Let’s consider the titanic dataset which contains a complete list of passengers and crew members on the RMS Titanic. It includes a variable indicating whether a person did survive the sinking of the RMS Titanic on April 15, 1912. A data frame contains 2456 observations on 14 variables.

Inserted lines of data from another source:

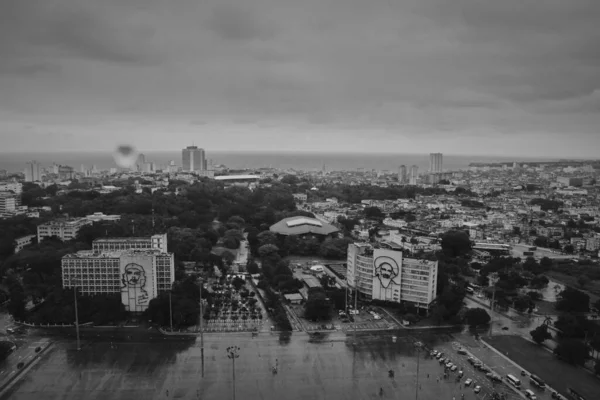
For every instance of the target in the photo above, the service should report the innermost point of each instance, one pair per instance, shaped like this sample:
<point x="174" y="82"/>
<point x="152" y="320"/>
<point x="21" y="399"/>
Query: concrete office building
<point x="414" y="174"/>
<point x="154" y="242"/>
<point x="9" y="202"/>
<point x="65" y="229"/>
<point x="435" y="162"/>
<point x="402" y="177"/>
<point x="138" y="275"/>
<point x="382" y="274"/>
<point x="32" y="172"/>
<point x="193" y="159"/>
<point x="15" y="187"/>
<point x="23" y="241"/>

The website http://www.encyclopedia-titanica.org/ offers detailed information about passengers and crew members on the RMS Titanic. According to the website 1317 passengers and 890 crew member were aboard.
head(titanic)
## Status Disembarked.at Home.Country Age Year.of.Birth
## DE GRASSE, Mr J. Cherbourg NA NA
## EVANS, Miss Cherbourg NA NA
## MULLEN, Cherbourg NA NA
## WOTTON, Mr Henry Swaffin Cherbourg 54 1858
## BRAND, Mr Cherbourg NA NA
## FLETCHER, Miss N. Cherbourg NA NA
## Crew.or.Passenger. Gender Class...Department
## DE GRASSE, Mr J. Passenger Male 2nd Class
## EVANS, Miss Passenger Female 2nd Class
## MULLEN, Passenger Female 2nd Class
## WOTTON, Mr Henry Swaffin Passenger Male 1st Class
## BRAND, Mr Passenger Male 1st Class
## FLETCHER, Miss N. Passenger Female 1st Class
## Embarked Job Job.details
## DE GRASSE, Mr J. Southampton
## EVANS, Miss Southampton
## MULLEN, Southampton
## WOTTON, Mr Henry Swaffin Southampton Butcher Butcher's Shop Proprietor
## BRAND, Mr Southampton
## FLETCHER, Miss N. Southampton
## Ticket.Number Fare.Price Fare_GBP Fare_today
## DE GRASSE, Mr J. 761 P1 1.0 82.110
## EVANS, Miss 88 P1 1.0 82.110
## MULLEN, 404 P1 1.0 82.110
## WOTTON, Mr Henry Swaffin 86 P1 10s 1.5 123.165
## BRAND, Mr 8 P1 10s 1.5 123.165
## FLETCHER, Miss N. 405 P1 10s 1.5 123.165
## Profile.on.Encyclopedia.Titanica
## DE GRASSE, Mr J. http://www.encyclopedia-titanica.org/titanic-biography/j-de-grasse.html
## EVANS, Miss http://www.encyclopedia-titanica.org/titanic-biography/evans.html
## MULLEN, http://www.encyclopedia-titanica.org/titanic-biography/mullen.html
## WOTTON, Mr Henry Swaffin http://www.encyclopedia-titanica.org/titanic-cross-channel-passenger/henry-swaffin-wotton.html
## BRAND, Mr http://www.encyclopedia-titanica.org/titanic-biography/brand.html
## FLETCHER, Miss N. http://www.encyclopedia-titanica.org/titanic-biography/n-fletcher.html
8 musicians and 9 employees of the shipyard company are listed as passengers, but travelled with a free ticket, which is why they have NA values in fare. In addition to that, fare is truely missing for a few regular passengers.
# your answer here
library(naniar)
## Warning: package 'naniar' was built under R version 4.3.3
library(dlookr)
## Warning: package 'dlookr' was built under R version 4.3.3
## Registered S3 methods overwritten by 'dlookr':
## method from
## plot.transform scales
## print.transform scales
##
## Attaching package: 'dlookr'
## The following object is masked from 'package:psych':
##
## describe
## The following object is masked from 'package:tidyr':
##
## extract
## The following object is masked from 'package:base':
##
## transform
vis_miss(titanic, cluster = TRUE)
titanic%>%
miss_case_table()
## # A tibble: 3 × 3
## n_miss_in_case n_cases pct_cases
## <int> <int> <dbl>
## 1 0 1296 52.8
## 2 2 1152 46.9
## 3 4 8 0.326
mean_age <- mean(titanic$Age, na.rm = TRUE)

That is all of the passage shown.